There are said to be no related forms in other languages, unless perhaps it is connected to Greek omphe "voice" (especially of a god), "oracle;" and Welsh dehongli "explain, interpret." The typical Indo-European root for "to sing" is represented by Latin canere (see chant (v.)). Other words meaning "sing" derive from roots meaning "cry, shout," but Irish gaibim is literally "take, seize," with sense evolution via "take up" a song or melody.
The sense of "utter enthusiastically" (of praises, etc.) is from 1560s. The criminal slang sense of "to confess to authorities" is attested as early as 1610s, but modern use probably is a fresh formation early 20c. To sing for one's supper, implying lack of funds, is by 1745.
Every child should be taught, from its youth, to govern its voice discreetly and dexterously, as it does its hands ; and not to be able to sing should be more disgraceful than not being able to read or write. For it is quite possible to lead a virtuous and happy life without books, or ink ; but not without wishing to sing, when we are happy ; nor without meeting with continual occasions when our song, if right, would be a kind service to others. [Ruskin, "Rock Honeycomb"]

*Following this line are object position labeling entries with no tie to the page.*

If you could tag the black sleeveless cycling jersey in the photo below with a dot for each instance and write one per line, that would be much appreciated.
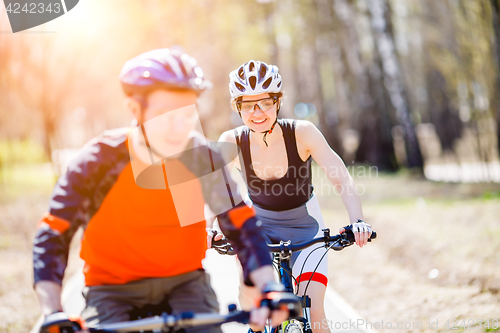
(293, 189)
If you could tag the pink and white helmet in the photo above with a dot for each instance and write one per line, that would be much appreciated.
(254, 78)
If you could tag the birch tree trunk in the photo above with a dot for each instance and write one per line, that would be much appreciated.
(495, 9)
(370, 113)
(393, 79)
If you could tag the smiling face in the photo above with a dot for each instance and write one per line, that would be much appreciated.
(259, 120)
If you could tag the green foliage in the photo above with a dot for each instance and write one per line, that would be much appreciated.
(25, 151)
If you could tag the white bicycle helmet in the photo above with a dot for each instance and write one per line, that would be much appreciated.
(254, 78)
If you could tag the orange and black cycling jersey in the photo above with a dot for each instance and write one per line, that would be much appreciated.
(133, 231)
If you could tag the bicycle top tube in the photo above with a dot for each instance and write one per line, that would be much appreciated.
(299, 247)
(276, 248)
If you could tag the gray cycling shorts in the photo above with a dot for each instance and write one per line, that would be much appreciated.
(184, 293)
(299, 225)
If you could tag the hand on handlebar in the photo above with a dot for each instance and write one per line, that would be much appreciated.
(61, 323)
(213, 235)
(362, 232)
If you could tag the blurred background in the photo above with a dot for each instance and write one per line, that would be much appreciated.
(405, 91)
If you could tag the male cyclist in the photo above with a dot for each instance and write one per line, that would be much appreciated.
(120, 189)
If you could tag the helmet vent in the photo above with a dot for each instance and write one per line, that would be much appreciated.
(241, 73)
(267, 83)
(253, 81)
(262, 72)
(240, 87)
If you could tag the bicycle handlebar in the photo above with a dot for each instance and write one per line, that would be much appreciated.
(337, 242)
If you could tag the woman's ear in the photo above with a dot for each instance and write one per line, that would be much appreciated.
(134, 107)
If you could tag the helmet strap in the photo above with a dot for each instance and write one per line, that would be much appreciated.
(143, 105)
(269, 131)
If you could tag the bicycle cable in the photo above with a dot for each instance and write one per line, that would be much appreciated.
(304, 264)
(319, 262)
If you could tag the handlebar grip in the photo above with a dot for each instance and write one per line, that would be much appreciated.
(278, 300)
(350, 234)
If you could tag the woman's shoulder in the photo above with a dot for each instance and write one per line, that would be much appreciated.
(300, 126)
(229, 136)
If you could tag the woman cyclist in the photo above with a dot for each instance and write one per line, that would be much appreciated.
(275, 160)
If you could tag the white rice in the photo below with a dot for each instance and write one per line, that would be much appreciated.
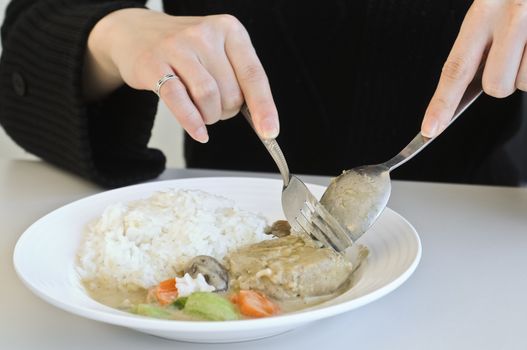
(139, 244)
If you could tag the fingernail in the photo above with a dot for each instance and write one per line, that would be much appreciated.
(269, 128)
(430, 129)
(202, 135)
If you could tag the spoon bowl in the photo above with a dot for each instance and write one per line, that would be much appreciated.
(358, 196)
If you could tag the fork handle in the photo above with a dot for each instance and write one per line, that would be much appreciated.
(272, 147)
(419, 142)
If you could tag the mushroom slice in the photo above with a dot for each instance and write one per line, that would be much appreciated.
(213, 271)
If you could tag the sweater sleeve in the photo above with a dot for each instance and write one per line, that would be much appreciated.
(41, 103)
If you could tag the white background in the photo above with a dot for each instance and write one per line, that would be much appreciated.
(167, 134)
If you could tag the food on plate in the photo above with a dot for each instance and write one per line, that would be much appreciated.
(190, 255)
(136, 245)
(288, 267)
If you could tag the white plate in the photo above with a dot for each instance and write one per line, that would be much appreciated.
(44, 259)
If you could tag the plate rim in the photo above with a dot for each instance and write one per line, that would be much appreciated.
(146, 323)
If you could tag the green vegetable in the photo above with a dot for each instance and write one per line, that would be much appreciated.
(180, 302)
(151, 311)
(210, 306)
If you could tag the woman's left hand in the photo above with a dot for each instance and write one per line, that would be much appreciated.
(493, 33)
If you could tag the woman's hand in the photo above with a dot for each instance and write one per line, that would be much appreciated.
(212, 57)
(494, 33)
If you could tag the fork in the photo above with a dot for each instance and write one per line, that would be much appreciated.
(301, 208)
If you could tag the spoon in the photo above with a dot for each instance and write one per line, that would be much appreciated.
(358, 196)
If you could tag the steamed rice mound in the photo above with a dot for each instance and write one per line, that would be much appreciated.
(138, 244)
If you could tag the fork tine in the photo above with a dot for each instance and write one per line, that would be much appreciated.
(319, 222)
(343, 235)
(334, 232)
(335, 242)
(304, 221)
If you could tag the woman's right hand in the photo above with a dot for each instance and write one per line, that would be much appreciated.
(213, 58)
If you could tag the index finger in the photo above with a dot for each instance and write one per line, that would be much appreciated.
(459, 69)
(253, 83)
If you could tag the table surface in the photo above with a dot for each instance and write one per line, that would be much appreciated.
(469, 291)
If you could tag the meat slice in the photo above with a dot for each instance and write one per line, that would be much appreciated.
(288, 267)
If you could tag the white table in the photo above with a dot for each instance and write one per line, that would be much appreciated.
(469, 292)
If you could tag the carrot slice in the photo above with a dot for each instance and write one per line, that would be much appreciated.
(166, 291)
(254, 304)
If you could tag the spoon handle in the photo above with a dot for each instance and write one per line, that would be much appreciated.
(272, 147)
(419, 142)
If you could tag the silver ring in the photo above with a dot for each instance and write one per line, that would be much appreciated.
(163, 80)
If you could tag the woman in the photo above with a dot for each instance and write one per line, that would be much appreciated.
(350, 79)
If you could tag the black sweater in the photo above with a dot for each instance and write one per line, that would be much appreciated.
(351, 80)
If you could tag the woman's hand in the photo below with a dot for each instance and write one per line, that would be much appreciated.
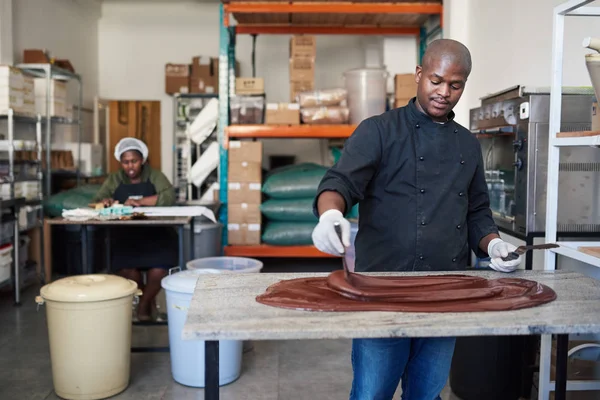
(108, 202)
(133, 203)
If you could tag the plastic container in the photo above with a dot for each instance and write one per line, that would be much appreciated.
(367, 92)
(187, 356)
(350, 255)
(207, 239)
(592, 62)
(89, 328)
(226, 264)
(5, 262)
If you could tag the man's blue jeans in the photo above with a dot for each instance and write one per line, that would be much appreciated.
(379, 364)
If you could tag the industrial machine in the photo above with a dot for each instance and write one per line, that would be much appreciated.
(513, 129)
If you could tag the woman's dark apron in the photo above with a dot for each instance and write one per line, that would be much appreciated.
(138, 246)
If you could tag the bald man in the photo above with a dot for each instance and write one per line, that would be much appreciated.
(418, 177)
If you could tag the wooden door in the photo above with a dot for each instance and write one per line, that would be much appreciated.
(138, 119)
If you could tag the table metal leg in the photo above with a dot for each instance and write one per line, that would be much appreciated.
(211, 370)
(562, 350)
(192, 242)
(181, 256)
(84, 251)
(107, 254)
(529, 254)
(16, 246)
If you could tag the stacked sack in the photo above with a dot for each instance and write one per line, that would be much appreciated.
(324, 107)
(291, 191)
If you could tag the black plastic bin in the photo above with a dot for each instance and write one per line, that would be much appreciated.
(66, 249)
(493, 367)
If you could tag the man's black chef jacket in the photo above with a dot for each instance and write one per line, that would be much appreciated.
(421, 190)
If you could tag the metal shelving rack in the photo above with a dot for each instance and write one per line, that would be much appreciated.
(182, 145)
(566, 249)
(50, 72)
(316, 18)
(16, 203)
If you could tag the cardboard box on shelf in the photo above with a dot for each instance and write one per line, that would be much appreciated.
(58, 89)
(205, 75)
(177, 78)
(401, 102)
(91, 159)
(244, 192)
(282, 114)
(16, 91)
(249, 86)
(206, 85)
(240, 151)
(405, 86)
(302, 69)
(36, 56)
(245, 171)
(243, 213)
(303, 46)
(58, 107)
(595, 117)
(299, 87)
(247, 109)
(243, 234)
(202, 66)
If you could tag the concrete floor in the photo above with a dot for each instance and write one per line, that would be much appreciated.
(283, 370)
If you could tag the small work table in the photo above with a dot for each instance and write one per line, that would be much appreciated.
(150, 222)
(178, 222)
(224, 308)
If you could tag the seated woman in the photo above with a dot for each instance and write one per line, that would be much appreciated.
(136, 249)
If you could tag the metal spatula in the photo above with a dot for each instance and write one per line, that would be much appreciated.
(338, 230)
(523, 249)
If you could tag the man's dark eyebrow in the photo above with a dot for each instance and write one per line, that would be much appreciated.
(434, 75)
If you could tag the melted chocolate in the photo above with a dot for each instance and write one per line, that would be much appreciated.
(434, 293)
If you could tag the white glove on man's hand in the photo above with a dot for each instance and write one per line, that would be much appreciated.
(324, 236)
(498, 248)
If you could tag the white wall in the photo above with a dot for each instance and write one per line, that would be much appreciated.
(511, 43)
(6, 45)
(138, 39)
(67, 28)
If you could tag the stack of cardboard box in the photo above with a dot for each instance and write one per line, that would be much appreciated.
(248, 104)
(16, 91)
(205, 75)
(405, 89)
(303, 51)
(202, 76)
(177, 78)
(58, 98)
(244, 193)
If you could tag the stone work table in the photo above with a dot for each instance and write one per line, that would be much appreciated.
(224, 307)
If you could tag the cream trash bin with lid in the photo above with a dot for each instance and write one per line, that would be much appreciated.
(187, 356)
(89, 329)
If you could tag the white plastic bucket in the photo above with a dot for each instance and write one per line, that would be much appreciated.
(350, 254)
(187, 356)
(89, 329)
(367, 92)
(226, 264)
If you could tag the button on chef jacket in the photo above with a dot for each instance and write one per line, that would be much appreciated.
(421, 190)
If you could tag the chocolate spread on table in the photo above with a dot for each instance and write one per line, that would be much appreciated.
(433, 293)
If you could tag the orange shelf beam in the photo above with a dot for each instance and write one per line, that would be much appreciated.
(250, 29)
(334, 7)
(266, 251)
(289, 131)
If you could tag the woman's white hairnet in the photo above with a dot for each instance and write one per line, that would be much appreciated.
(127, 144)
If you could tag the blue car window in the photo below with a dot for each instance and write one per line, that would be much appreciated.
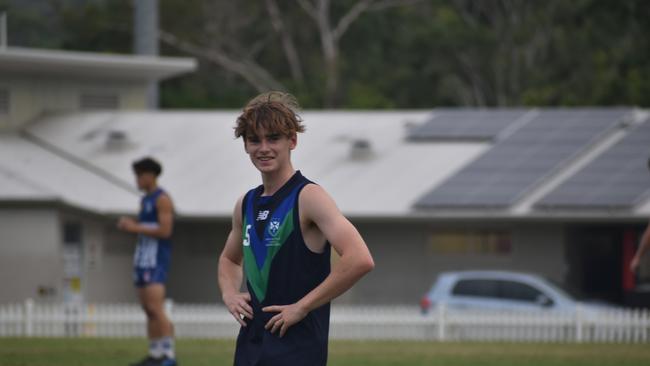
(518, 291)
(477, 288)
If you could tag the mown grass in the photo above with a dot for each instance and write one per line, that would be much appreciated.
(100, 352)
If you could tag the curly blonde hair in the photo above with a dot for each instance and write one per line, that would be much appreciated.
(274, 111)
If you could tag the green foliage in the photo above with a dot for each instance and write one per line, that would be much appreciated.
(424, 54)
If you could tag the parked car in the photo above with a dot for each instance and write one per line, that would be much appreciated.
(498, 290)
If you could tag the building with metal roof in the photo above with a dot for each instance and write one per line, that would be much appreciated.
(563, 192)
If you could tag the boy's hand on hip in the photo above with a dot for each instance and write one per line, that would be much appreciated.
(238, 305)
(287, 316)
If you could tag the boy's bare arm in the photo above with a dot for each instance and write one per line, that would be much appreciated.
(355, 258)
(165, 221)
(230, 272)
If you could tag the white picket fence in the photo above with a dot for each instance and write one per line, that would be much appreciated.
(347, 322)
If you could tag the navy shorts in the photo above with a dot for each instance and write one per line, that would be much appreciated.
(143, 277)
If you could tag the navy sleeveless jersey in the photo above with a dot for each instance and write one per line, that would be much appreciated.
(280, 270)
(151, 252)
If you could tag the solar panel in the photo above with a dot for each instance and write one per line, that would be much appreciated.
(518, 163)
(618, 178)
(465, 124)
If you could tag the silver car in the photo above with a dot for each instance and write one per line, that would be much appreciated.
(496, 290)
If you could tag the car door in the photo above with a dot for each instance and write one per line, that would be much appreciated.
(475, 293)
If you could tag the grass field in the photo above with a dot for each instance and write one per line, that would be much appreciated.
(104, 352)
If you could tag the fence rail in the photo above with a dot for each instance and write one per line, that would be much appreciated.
(32, 319)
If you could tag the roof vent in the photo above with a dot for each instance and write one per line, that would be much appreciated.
(117, 140)
(361, 149)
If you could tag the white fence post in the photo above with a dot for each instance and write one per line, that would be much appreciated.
(29, 317)
(169, 308)
(441, 313)
(579, 322)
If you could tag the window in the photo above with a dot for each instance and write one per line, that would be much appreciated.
(93, 101)
(480, 242)
(72, 233)
(477, 288)
(518, 291)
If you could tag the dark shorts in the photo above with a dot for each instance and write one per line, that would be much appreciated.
(143, 277)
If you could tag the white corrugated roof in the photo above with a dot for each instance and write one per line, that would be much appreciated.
(73, 158)
(206, 169)
(28, 172)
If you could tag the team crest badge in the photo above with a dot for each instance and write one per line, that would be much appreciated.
(274, 227)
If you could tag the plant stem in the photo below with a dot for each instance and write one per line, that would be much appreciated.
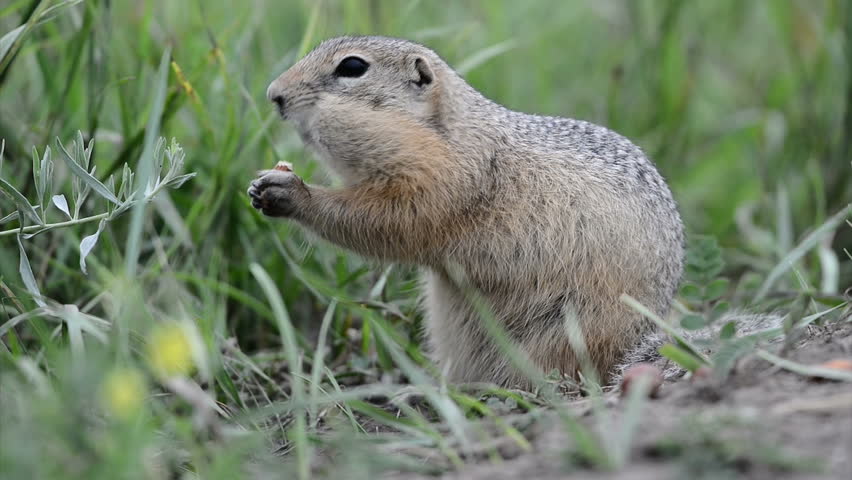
(54, 225)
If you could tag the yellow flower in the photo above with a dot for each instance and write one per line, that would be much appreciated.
(123, 392)
(170, 350)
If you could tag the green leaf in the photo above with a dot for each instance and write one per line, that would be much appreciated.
(87, 244)
(681, 357)
(693, 322)
(27, 275)
(21, 201)
(809, 242)
(146, 163)
(728, 331)
(716, 289)
(86, 177)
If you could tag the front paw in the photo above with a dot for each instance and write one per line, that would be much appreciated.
(278, 193)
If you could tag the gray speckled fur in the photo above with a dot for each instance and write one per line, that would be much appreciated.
(550, 219)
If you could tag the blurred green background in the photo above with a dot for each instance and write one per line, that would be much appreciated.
(744, 107)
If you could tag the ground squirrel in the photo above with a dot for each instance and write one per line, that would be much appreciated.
(550, 219)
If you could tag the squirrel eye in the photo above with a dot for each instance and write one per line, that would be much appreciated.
(351, 67)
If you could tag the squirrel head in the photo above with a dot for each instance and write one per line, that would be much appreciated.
(359, 101)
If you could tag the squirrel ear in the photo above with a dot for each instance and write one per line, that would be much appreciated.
(422, 73)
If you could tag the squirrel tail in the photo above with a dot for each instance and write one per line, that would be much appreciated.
(646, 351)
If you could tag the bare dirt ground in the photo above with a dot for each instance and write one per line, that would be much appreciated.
(763, 422)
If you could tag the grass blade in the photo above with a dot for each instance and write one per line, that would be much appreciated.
(146, 164)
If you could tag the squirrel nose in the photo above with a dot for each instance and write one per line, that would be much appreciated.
(274, 95)
(279, 101)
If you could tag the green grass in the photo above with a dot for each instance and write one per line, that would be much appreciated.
(744, 106)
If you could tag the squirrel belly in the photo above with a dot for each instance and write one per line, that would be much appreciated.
(548, 220)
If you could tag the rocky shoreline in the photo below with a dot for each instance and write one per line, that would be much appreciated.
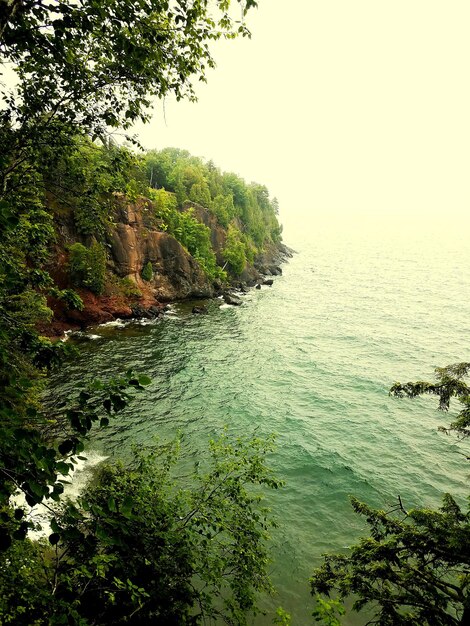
(108, 308)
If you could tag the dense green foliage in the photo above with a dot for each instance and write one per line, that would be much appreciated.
(414, 569)
(246, 207)
(145, 545)
(137, 548)
(147, 271)
(87, 266)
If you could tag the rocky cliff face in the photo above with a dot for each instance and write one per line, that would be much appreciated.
(135, 241)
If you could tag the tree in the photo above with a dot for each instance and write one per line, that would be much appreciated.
(147, 545)
(414, 569)
(97, 64)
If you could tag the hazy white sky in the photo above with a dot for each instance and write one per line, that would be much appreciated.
(339, 105)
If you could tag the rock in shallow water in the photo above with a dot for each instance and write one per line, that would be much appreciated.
(231, 299)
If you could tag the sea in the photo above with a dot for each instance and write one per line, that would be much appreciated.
(365, 301)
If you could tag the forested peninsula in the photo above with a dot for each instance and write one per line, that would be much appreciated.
(90, 230)
(133, 231)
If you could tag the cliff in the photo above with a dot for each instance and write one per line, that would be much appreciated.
(133, 239)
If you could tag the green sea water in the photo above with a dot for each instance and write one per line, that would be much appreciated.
(363, 303)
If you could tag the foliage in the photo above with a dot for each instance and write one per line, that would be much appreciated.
(141, 546)
(147, 272)
(328, 611)
(450, 383)
(33, 464)
(107, 61)
(234, 251)
(282, 617)
(246, 207)
(188, 230)
(86, 179)
(87, 266)
(414, 568)
(129, 289)
(24, 597)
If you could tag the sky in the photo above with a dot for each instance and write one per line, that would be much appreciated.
(338, 105)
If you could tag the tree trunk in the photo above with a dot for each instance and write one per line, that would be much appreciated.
(8, 8)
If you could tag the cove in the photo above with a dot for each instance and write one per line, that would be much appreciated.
(311, 359)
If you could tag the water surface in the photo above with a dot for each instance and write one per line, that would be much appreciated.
(362, 304)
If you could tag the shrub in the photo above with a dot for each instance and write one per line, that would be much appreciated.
(129, 289)
(87, 266)
(147, 272)
(234, 251)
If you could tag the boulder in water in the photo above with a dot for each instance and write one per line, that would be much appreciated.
(231, 299)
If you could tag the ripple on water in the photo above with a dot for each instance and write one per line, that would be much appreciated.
(311, 359)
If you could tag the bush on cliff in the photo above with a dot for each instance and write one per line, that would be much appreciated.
(147, 272)
(87, 266)
(145, 546)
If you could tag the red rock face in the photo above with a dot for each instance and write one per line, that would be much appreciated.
(133, 243)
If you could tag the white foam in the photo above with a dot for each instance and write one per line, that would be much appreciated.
(77, 480)
(117, 323)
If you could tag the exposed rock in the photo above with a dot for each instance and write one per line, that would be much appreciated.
(176, 274)
(200, 310)
(231, 299)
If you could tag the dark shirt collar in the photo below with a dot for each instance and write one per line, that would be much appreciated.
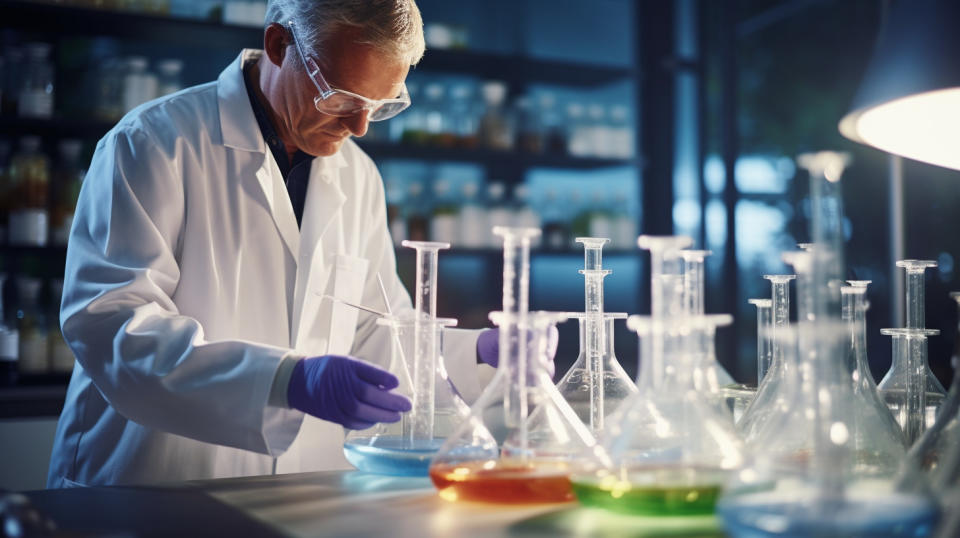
(269, 133)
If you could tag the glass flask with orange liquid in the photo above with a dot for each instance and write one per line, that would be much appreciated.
(521, 440)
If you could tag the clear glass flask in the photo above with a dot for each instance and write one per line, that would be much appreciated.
(931, 451)
(910, 389)
(406, 448)
(521, 441)
(825, 465)
(596, 389)
(669, 448)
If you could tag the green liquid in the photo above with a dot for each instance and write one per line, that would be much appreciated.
(649, 500)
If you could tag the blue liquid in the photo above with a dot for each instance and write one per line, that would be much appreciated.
(889, 516)
(394, 456)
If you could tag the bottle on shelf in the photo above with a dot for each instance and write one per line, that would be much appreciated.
(578, 137)
(61, 358)
(444, 216)
(168, 76)
(496, 127)
(9, 343)
(37, 85)
(395, 200)
(139, 84)
(31, 322)
(530, 137)
(556, 231)
(472, 219)
(29, 175)
(417, 222)
(524, 216)
(464, 118)
(551, 125)
(68, 175)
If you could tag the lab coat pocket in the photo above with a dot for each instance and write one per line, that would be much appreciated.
(349, 276)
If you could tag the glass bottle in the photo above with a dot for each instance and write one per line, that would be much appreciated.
(406, 448)
(37, 86)
(168, 76)
(9, 343)
(68, 176)
(30, 183)
(61, 357)
(522, 441)
(827, 463)
(31, 323)
(910, 389)
(496, 125)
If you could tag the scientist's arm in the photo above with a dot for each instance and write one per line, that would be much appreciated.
(152, 364)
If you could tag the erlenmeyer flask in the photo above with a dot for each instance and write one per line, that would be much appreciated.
(932, 447)
(589, 403)
(826, 464)
(910, 389)
(405, 448)
(521, 441)
(669, 448)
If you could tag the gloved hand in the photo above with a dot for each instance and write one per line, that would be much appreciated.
(488, 347)
(346, 391)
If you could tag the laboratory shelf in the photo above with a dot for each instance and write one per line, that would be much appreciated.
(46, 19)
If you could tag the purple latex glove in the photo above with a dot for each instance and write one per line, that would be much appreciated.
(488, 348)
(346, 391)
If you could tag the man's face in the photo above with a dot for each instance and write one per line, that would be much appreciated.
(347, 66)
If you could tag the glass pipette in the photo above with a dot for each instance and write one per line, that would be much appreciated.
(764, 330)
(593, 274)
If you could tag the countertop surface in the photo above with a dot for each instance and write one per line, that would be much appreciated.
(337, 503)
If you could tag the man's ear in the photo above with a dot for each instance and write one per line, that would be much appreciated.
(275, 41)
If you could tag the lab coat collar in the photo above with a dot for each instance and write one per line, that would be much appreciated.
(238, 126)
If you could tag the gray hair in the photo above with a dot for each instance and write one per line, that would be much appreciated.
(392, 27)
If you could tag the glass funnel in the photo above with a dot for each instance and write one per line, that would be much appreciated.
(910, 389)
(596, 388)
(669, 448)
(521, 441)
(405, 448)
(931, 449)
(825, 464)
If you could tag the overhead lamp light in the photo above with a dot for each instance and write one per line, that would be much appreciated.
(909, 100)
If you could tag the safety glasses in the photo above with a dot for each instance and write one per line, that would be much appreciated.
(341, 103)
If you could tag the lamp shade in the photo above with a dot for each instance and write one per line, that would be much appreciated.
(909, 101)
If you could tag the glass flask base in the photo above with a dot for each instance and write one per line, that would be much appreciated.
(654, 492)
(503, 482)
(394, 456)
(892, 516)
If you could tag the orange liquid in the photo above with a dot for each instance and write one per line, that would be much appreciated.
(503, 482)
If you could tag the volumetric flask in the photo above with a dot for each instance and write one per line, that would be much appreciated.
(406, 448)
(910, 389)
(669, 448)
(826, 464)
(596, 384)
(944, 435)
(521, 441)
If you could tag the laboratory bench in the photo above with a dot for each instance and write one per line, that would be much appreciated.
(333, 503)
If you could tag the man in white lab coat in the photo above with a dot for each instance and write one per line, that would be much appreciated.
(209, 226)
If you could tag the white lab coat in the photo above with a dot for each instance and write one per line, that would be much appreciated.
(188, 281)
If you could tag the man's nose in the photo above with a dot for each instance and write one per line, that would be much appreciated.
(357, 124)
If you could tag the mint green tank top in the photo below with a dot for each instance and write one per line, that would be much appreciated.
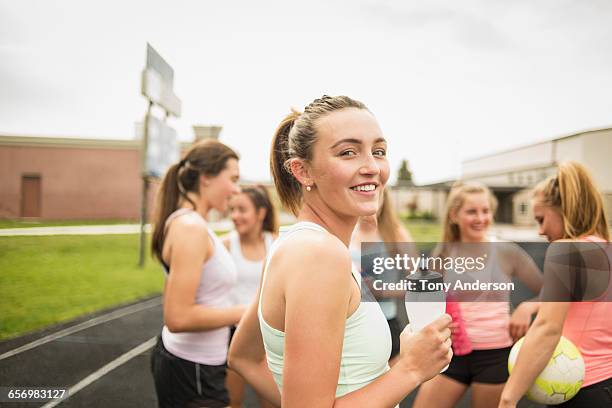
(367, 340)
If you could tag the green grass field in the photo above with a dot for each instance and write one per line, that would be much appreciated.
(5, 223)
(424, 231)
(46, 280)
(50, 279)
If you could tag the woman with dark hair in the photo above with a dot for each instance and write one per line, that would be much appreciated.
(309, 340)
(189, 361)
(255, 223)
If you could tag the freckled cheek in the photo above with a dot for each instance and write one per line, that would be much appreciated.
(384, 172)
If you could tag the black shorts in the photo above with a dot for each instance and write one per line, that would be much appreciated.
(481, 366)
(183, 383)
(395, 332)
(598, 395)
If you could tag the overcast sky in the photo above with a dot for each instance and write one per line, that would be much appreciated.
(447, 80)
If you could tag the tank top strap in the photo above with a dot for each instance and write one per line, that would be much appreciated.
(234, 240)
(285, 233)
(268, 239)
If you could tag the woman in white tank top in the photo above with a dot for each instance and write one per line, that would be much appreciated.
(188, 363)
(255, 222)
(310, 341)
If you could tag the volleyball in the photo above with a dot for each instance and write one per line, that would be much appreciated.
(562, 377)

"an act of singing, an entertainment of song," especially collective, 1850, from sing (v.).
c. 1300, "one who makes music with the voice, a singer," male or female (mid-13c. as a surname), agent noun from sing (v.). It replaced Old English songer "psalm-writer," sangere "singer, poet" (also see songster). Fem. form singestre is attested from early 13c. (translating Latin cantrix); singeresse is from late 14c.
"musical or rhythmic vocal utterance," Old English sang "voice, vocal music, song, art of singing; metrical composition adapted for singing, psalm, poem," from Proto-Germanic *songwho- (source also of Old Norse söngr, Norwegian song, Swedish sång, Old Saxon, Danish, Old Frisian, Old High German, German sang, Middle Dutch sanc, Dutch zang, Gothic saggws), from PIE *songwh-o- "singing, song," from *sengwh- "to sing, make an incantation" (see sing (v.)).
Of the musical call of some birds from late Old English. Middle English had songly "worthy of song" (mid-14c.). The colloquial phrase for a song "for a trifle, for little or nothing" is from "All's Well" III.ii.9 (the identical image, por du son, is in Old French). With a song in (one's) heart "feeling joy" is attested by 1930 in Lorenz Hart's lyric. Song and dance as a form of stage act is attested from 1872; the figurative sense of "rigmarole" is by 1895.